Added to this is the incessant refrain of my name as twenty or more little voices vie for my undivided attention and then the almost unbearable tension as I listen to fractured English attempts to add some completely irrelevant contribution to whatever ‘discussion’ we happen to be having.

My wrong headed encouragement of my English class to use dictionaries more means that as I introduce some subject or other little hands will go up. And believe me primary school children have hands up staying power. You can ignore the waving appendages for what seems like hours and, undaunted they will maintain their dogged stance seemingly knowing that they will outlast your callous indifference to their arms’ suffering. And, of course they are right. You do always give in.

And when you give in and ask them for their contribution they inform you with glee that they have found the dictionary definition of a word that you used fifteen minutes earlier! In spite of your incredulous dismissal of this pointless interjection, it encourages everyone else to start looking for their own words and soon a rash of hands is waving about like a nightmare crop of human limbs. It is at this point that an overwhelming desire for a large scythe comes unbidden to the mind of the caring teacher.

On the lunacy front, The Owner has instituted a locked door policy. Ostensibly this is to ‘protect the children’ from outsiders gaining access to the main school. Its actual raison d’etre is to separate teaching staff from the administration.

At the end of school today, one of my kids was complaining that her sprained ankle was hurting her and she wanted to call her mother and go home rather than stay on and participate in our of the ‘clubs’ that members of staff are forced to run after the kids have finished school. The normal way for primary school kids to leave the premises from my room is along a corridor, down a double flight of stairs, across a playground, up a steep slope and out to the exit gate. Alternatively they can walk along the same corridor then walk through a doorway and out into the entrance foyer. For a child with an injured foot, the second way is obviously the better.

But not with a locked door. Phoning from the head teacher’s room on the other side of he locked door was futile as one phone in administration was constantly engaged and the other only led to the voice mail! The situation was eventually solved: not by the door being opened but by a member of staff carrying her the first way on her back!

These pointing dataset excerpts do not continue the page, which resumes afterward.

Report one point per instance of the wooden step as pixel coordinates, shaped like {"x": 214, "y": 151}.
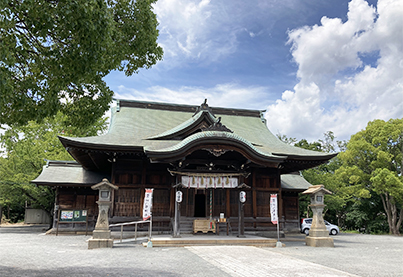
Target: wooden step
{"x": 209, "y": 240}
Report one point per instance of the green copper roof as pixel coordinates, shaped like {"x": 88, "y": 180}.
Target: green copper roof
{"x": 187, "y": 124}
{"x": 201, "y": 136}
{"x": 133, "y": 123}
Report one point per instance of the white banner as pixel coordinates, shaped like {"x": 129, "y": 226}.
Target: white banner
{"x": 207, "y": 182}
{"x": 148, "y": 203}
{"x": 273, "y": 208}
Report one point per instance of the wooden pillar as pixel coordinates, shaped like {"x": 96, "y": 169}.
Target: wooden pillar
{"x": 254, "y": 203}
{"x": 113, "y": 181}
{"x": 143, "y": 185}
{"x": 228, "y": 207}
{"x": 280, "y": 201}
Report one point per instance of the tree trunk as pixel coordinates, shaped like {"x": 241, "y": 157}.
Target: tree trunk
{"x": 391, "y": 214}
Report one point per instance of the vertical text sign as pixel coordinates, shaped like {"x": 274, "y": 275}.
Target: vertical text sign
{"x": 148, "y": 202}
{"x": 273, "y": 208}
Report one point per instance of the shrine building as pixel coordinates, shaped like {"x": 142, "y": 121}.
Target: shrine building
{"x": 209, "y": 154}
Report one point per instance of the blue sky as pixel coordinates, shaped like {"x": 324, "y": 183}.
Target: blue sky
{"x": 314, "y": 65}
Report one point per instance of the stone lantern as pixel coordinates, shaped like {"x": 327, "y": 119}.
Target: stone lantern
{"x": 318, "y": 234}
{"x": 101, "y": 236}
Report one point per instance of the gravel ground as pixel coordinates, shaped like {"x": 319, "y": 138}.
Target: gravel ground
{"x": 27, "y": 251}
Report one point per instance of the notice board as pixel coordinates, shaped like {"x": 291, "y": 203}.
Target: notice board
{"x": 72, "y": 216}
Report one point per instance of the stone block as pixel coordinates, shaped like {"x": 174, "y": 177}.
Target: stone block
{"x": 319, "y": 241}
{"x": 101, "y": 234}
{"x": 100, "y": 243}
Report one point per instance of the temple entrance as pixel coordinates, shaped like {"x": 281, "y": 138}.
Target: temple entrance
{"x": 200, "y": 204}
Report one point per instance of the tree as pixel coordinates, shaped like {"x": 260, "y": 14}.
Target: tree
{"x": 26, "y": 148}
{"x": 54, "y": 54}
{"x": 375, "y": 156}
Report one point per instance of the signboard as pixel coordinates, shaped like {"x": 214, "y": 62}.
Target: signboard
{"x": 148, "y": 203}
{"x": 242, "y": 197}
{"x": 209, "y": 182}
{"x": 73, "y": 216}
{"x": 179, "y": 196}
{"x": 273, "y": 208}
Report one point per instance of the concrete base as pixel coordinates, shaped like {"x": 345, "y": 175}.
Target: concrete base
{"x": 319, "y": 241}
{"x": 101, "y": 234}
{"x": 100, "y": 243}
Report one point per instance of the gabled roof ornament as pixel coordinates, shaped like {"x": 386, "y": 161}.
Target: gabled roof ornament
{"x": 217, "y": 126}
{"x": 204, "y": 107}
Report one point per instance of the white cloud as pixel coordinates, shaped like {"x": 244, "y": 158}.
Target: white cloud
{"x": 325, "y": 101}
{"x": 222, "y": 95}
{"x": 186, "y": 29}
{"x": 205, "y": 31}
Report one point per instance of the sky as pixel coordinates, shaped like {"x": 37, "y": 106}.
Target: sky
{"x": 313, "y": 65}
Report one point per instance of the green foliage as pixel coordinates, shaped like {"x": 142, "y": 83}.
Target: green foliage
{"x": 54, "y": 54}
{"x": 26, "y": 148}
{"x": 373, "y": 161}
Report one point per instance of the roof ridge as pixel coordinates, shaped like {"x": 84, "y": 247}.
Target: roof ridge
{"x": 186, "y": 108}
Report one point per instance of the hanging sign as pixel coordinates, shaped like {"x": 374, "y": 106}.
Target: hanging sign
{"x": 178, "y": 196}
{"x": 242, "y": 197}
{"x": 208, "y": 182}
{"x": 148, "y": 203}
{"x": 273, "y": 208}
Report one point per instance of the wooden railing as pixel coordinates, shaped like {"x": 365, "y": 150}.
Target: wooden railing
{"x": 135, "y": 223}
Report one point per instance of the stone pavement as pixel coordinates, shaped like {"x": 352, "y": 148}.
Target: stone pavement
{"x": 29, "y": 252}
{"x": 252, "y": 261}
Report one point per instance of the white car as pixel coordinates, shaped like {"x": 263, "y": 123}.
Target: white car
{"x": 307, "y": 222}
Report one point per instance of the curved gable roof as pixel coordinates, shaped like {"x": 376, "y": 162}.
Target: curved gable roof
{"x": 138, "y": 126}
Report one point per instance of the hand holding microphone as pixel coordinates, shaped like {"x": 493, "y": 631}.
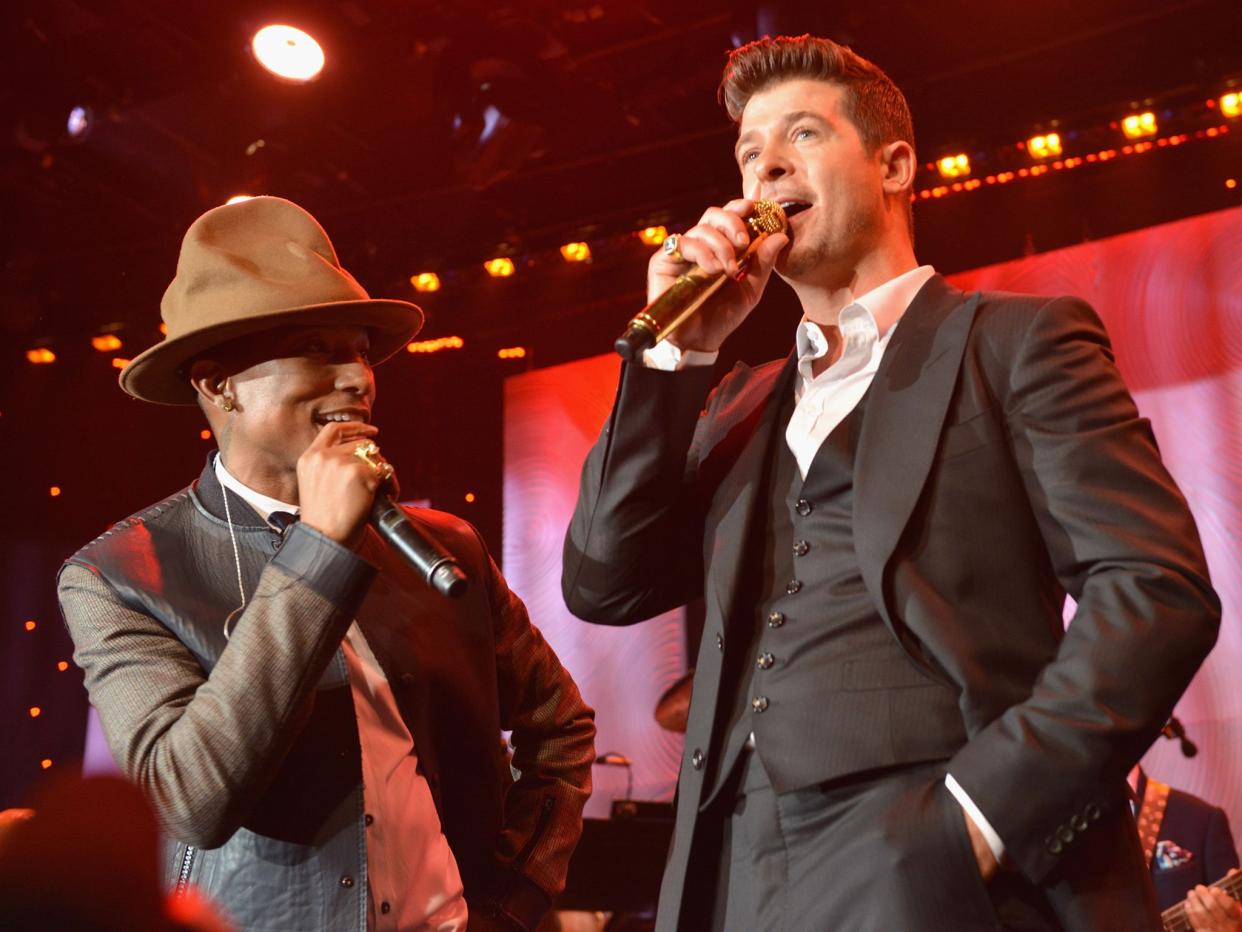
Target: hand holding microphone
{"x": 738, "y": 241}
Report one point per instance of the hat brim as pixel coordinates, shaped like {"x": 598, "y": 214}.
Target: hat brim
{"x": 158, "y": 374}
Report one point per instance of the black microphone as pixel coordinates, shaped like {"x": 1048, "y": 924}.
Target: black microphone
{"x": 432, "y": 562}
{"x": 692, "y": 290}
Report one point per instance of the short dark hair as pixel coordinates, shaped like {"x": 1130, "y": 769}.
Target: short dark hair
{"x": 873, "y": 103}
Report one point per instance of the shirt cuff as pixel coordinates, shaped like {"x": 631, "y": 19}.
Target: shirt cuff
{"x": 670, "y": 357}
{"x": 990, "y": 836}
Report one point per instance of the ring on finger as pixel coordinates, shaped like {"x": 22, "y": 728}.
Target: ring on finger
{"x": 369, "y": 452}
{"x": 672, "y": 247}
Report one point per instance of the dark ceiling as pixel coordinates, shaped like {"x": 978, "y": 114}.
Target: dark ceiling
{"x": 610, "y": 109}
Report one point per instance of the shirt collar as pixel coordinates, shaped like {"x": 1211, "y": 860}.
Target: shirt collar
{"x": 263, "y": 503}
{"x": 873, "y": 313}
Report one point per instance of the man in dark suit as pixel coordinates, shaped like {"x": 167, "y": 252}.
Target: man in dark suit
{"x": 317, "y": 730}
{"x": 891, "y": 727}
{"x": 1189, "y": 846}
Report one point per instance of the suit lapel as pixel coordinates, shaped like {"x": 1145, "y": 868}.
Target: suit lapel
{"x": 906, "y": 413}
{"x": 742, "y": 456}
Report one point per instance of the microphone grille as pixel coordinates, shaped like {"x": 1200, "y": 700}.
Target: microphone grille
{"x": 768, "y": 218}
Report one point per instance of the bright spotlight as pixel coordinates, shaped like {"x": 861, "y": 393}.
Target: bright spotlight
{"x": 1139, "y": 124}
{"x": 288, "y": 52}
{"x": 78, "y": 123}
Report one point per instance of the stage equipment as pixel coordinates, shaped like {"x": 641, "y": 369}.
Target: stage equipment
{"x": 692, "y": 290}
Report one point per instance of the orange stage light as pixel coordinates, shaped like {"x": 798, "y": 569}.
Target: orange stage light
{"x": 425, "y": 281}
{"x": 1042, "y": 147}
{"x": 499, "y": 267}
{"x": 1139, "y": 124}
{"x": 288, "y": 52}
{"x": 652, "y": 235}
{"x": 435, "y": 346}
{"x": 954, "y": 165}
{"x": 106, "y": 342}
{"x": 576, "y": 252}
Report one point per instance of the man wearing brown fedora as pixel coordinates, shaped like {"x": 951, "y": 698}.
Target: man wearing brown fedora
{"x": 317, "y": 730}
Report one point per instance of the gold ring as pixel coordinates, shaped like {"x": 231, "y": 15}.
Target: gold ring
{"x": 672, "y": 247}
{"x": 365, "y": 450}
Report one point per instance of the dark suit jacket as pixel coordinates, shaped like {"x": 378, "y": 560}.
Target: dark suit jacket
{"x": 1202, "y": 831}
{"x": 1001, "y": 464}
{"x": 247, "y": 747}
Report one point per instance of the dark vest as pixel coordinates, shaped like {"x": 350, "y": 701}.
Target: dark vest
{"x": 816, "y": 675}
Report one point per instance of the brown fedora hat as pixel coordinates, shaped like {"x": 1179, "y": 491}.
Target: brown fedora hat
{"x": 247, "y": 267}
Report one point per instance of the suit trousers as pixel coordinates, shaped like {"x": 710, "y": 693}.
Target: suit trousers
{"x": 874, "y": 853}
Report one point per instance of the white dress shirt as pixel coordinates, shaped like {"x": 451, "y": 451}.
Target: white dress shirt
{"x": 412, "y": 879}
{"x": 822, "y": 402}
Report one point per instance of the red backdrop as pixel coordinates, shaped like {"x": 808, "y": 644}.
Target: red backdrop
{"x": 1171, "y": 297}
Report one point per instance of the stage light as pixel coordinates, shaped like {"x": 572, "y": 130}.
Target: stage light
{"x": 1041, "y": 147}
{"x": 1139, "y": 124}
{"x": 576, "y": 252}
{"x": 78, "y": 123}
{"x": 954, "y": 165}
{"x": 499, "y": 267}
{"x": 653, "y": 235}
{"x": 425, "y": 281}
{"x": 288, "y": 52}
{"x": 106, "y": 342}
{"x": 435, "y": 346}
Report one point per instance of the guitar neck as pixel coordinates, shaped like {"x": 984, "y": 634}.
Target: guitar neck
{"x": 1174, "y": 918}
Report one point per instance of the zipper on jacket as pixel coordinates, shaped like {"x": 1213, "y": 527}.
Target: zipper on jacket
{"x": 545, "y": 805}
{"x": 183, "y": 876}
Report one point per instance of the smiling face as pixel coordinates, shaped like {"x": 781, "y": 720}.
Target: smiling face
{"x": 285, "y": 385}
{"x": 795, "y": 143}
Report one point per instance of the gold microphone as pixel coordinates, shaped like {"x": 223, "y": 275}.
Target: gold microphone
{"x": 692, "y": 290}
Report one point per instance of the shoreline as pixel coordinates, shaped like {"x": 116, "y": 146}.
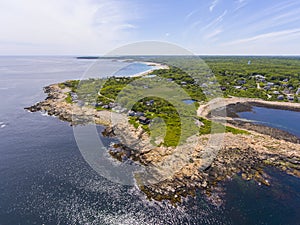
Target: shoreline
{"x": 178, "y": 170}
{"x": 158, "y": 66}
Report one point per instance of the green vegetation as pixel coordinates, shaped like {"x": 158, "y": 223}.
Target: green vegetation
{"x": 69, "y": 98}
{"x": 160, "y": 96}
{"x": 210, "y": 127}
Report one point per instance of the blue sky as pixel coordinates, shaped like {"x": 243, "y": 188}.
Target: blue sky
{"x": 77, "y": 27}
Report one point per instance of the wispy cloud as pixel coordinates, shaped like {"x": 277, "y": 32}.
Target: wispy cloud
{"x": 266, "y": 36}
{"x": 213, "y": 34}
{"x": 213, "y": 5}
{"x": 66, "y": 26}
{"x": 216, "y": 21}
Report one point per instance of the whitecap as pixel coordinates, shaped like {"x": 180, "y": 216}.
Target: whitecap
{"x": 44, "y": 113}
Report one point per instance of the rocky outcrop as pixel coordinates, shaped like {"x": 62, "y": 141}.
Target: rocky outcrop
{"x": 201, "y": 163}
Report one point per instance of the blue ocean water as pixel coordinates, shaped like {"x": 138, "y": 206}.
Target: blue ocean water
{"x": 277, "y": 118}
{"x": 45, "y": 180}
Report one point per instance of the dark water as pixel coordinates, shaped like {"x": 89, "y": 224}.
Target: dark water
{"x": 45, "y": 180}
{"x": 277, "y": 118}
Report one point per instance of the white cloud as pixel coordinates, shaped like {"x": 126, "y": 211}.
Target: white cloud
{"x": 64, "y": 26}
{"x": 213, "y": 5}
{"x": 285, "y": 34}
{"x": 213, "y": 34}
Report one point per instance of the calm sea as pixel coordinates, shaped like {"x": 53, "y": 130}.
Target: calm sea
{"x": 45, "y": 180}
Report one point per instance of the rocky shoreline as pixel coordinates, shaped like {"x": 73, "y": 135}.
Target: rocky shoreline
{"x": 174, "y": 173}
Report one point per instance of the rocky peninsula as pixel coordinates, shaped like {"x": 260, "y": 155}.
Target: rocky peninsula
{"x": 178, "y": 172}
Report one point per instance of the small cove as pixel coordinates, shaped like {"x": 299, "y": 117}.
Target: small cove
{"x": 286, "y": 120}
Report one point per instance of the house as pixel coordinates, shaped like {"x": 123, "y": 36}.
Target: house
{"x": 131, "y": 113}
{"x": 238, "y": 87}
{"x": 139, "y": 114}
{"x": 223, "y": 88}
{"x": 144, "y": 120}
{"x": 99, "y": 104}
{"x": 149, "y": 103}
{"x": 260, "y": 78}
{"x": 241, "y": 82}
{"x": 290, "y": 97}
{"x": 280, "y": 97}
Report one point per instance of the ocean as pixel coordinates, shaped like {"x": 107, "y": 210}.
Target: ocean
{"x": 45, "y": 180}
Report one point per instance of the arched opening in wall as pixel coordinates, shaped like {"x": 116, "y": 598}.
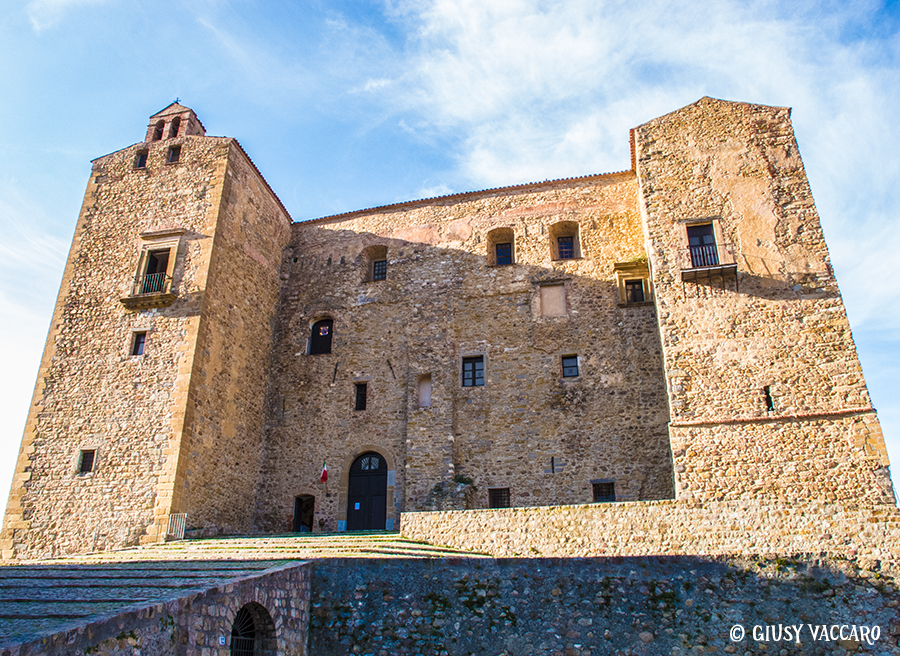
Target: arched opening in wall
{"x": 374, "y": 261}
{"x": 253, "y": 632}
{"x": 304, "y": 511}
{"x": 320, "y": 337}
{"x": 565, "y": 241}
{"x": 501, "y": 247}
{"x": 367, "y": 493}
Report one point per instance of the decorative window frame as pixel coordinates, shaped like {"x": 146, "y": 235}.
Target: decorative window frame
{"x": 154, "y": 242}
{"x": 638, "y": 270}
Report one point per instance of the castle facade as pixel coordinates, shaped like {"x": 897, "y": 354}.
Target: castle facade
{"x": 670, "y": 331}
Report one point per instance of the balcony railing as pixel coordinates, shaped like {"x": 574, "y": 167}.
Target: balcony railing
{"x": 150, "y": 290}
{"x": 152, "y": 283}
{"x": 708, "y": 260}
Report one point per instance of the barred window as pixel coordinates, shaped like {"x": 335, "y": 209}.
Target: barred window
{"x": 570, "y": 366}
{"x": 498, "y": 497}
{"x": 634, "y": 291}
{"x": 604, "y": 492}
{"x": 473, "y": 371}
{"x": 379, "y": 270}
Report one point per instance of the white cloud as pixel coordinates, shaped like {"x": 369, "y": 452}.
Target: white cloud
{"x": 48, "y": 13}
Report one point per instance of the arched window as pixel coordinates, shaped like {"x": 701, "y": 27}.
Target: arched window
{"x": 564, "y": 241}
{"x": 501, "y": 247}
{"x": 253, "y": 632}
{"x": 374, "y": 260}
{"x": 320, "y": 337}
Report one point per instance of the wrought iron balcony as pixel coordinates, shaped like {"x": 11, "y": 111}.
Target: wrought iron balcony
{"x": 150, "y": 290}
{"x": 708, "y": 260}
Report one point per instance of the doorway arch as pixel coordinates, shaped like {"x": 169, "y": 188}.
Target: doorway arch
{"x": 367, "y": 493}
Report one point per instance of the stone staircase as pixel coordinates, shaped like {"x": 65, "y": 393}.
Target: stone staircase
{"x": 295, "y": 546}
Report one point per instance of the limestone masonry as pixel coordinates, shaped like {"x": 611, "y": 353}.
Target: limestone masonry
{"x": 673, "y": 333}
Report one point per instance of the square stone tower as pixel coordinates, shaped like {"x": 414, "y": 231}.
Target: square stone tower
{"x": 766, "y": 393}
{"x": 151, "y": 392}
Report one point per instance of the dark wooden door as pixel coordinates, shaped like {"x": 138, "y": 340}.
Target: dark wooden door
{"x": 304, "y": 511}
{"x": 367, "y": 493}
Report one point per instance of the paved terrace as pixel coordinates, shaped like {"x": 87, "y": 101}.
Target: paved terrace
{"x": 40, "y": 598}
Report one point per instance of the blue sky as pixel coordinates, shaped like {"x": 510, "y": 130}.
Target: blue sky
{"x": 345, "y": 105}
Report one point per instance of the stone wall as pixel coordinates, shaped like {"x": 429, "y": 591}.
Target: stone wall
{"x": 766, "y": 393}
{"x": 196, "y": 624}
{"x": 529, "y": 429}
{"x": 591, "y": 607}
{"x": 91, "y": 392}
{"x": 665, "y": 527}
{"x": 219, "y": 462}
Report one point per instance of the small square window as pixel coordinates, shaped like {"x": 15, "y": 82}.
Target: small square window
{"x": 86, "y": 461}
{"x": 361, "y": 389}
{"x": 634, "y": 291}
{"x": 498, "y": 497}
{"x": 137, "y": 343}
{"x": 379, "y": 270}
{"x": 570, "y": 366}
{"x": 566, "y": 247}
{"x": 473, "y": 371}
{"x": 604, "y": 492}
{"x": 504, "y": 254}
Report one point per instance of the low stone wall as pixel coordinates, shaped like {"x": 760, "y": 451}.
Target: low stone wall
{"x": 644, "y": 606}
{"x": 198, "y": 623}
{"x": 665, "y": 527}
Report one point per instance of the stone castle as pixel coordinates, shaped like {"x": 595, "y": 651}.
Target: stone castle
{"x": 673, "y": 331}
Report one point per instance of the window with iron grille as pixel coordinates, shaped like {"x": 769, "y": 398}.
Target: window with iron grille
{"x": 86, "y": 461}
{"x": 361, "y": 389}
{"x": 137, "y": 344}
{"x": 498, "y": 497}
{"x": 604, "y": 491}
{"x": 473, "y": 371}
{"x": 634, "y": 291}
{"x": 379, "y": 270}
{"x": 566, "y": 246}
{"x": 504, "y": 254}
{"x": 243, "y": 634}
{"x": 570, "y": 366}
{"x": 320, "y": 337}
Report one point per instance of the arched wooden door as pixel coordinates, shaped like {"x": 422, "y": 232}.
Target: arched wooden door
{"x": 367, "y": 493}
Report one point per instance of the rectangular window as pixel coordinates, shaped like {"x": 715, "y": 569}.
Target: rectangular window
{"x": 154, "y": 276}
{"x": 634, "y": 291}
{"x": 86, "y": 461}
{"x": 504, "y": 254}
{"x": 498, "y": 497}
{"x": 566, "y": 246}
{"x": 137, "y": 344}
{"x": 570, "y": 366}
{"x": 702, "y": 243}
{"x": 379, "y": 270}
{"x": 425, "y": 391}
{"x": 360, "y": 396}
{"x": 473, "y": 371}
{"x": 604, "y": 492}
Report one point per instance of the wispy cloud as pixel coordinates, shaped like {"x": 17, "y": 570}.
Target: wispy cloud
{"x": 49, "y": 13}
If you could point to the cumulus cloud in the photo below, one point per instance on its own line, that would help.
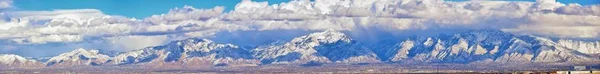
(543, 17)
(136, 42)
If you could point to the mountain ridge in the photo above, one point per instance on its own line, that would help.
(332, 46)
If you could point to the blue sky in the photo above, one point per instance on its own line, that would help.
(145, 8)
(129, 8)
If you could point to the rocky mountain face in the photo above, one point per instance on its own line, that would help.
(12, 60)
(335, 47)
(490, 46)
(326, 47)
(78, 57)
(189, 52)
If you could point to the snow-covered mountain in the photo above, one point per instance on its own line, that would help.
(188, 52)
(335, 47)
(12, 60)
(78, 57)
(326, 47)
(492, 46)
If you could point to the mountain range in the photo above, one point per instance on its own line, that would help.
(335, 47)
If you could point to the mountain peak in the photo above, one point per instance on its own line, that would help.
(76, 56)
(328, 36)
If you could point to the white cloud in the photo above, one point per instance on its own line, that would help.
(136, 42)
(5, 4)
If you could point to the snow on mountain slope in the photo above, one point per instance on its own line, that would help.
(188, 52)
(78, 57)
(581, 46)
(325, 47)
(12, 60)
(482, 45)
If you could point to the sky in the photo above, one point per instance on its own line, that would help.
(48, 27)
(129, 8)
(146, 8)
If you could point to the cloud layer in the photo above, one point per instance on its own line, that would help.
(85, 26)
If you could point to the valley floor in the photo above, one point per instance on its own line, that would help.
(325, 68)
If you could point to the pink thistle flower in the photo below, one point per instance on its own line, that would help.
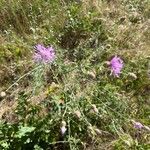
(116, 64)
(138, 125)
(44, 54)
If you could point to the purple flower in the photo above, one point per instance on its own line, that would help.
(44, 54)
(116, 64)
(138, 125)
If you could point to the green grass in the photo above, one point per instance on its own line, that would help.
(97, 108)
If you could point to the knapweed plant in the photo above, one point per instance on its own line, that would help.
(74, 75)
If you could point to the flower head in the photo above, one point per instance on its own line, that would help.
(44, 54)
(116, 64)
(138, 125)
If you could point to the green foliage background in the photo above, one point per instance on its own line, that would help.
(77, 88)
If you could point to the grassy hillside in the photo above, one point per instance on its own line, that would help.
(74, 101)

I felt a momentary pang of macho guilt at a foreign colleague usurping my duty of care, but my thoughts were still operating on the British level where the piggybacking of a child up and down stairs would be health and safety professional suicide!

While we were waiting on one side of the locked door we joined a tots’ teacher with her little brood. They were stranded on the wrong side too and were unable to get to the buses that were supposed to take them home!

Situation normal – again!

On a more positive note I have drunk all the cough mixture, towards the end of the bottle upending it and draining it with gusto. And I haven’t coughed as much! I trust that this bout of illness is at last fading away to mere inconvenience.

And the weekend is only two days away.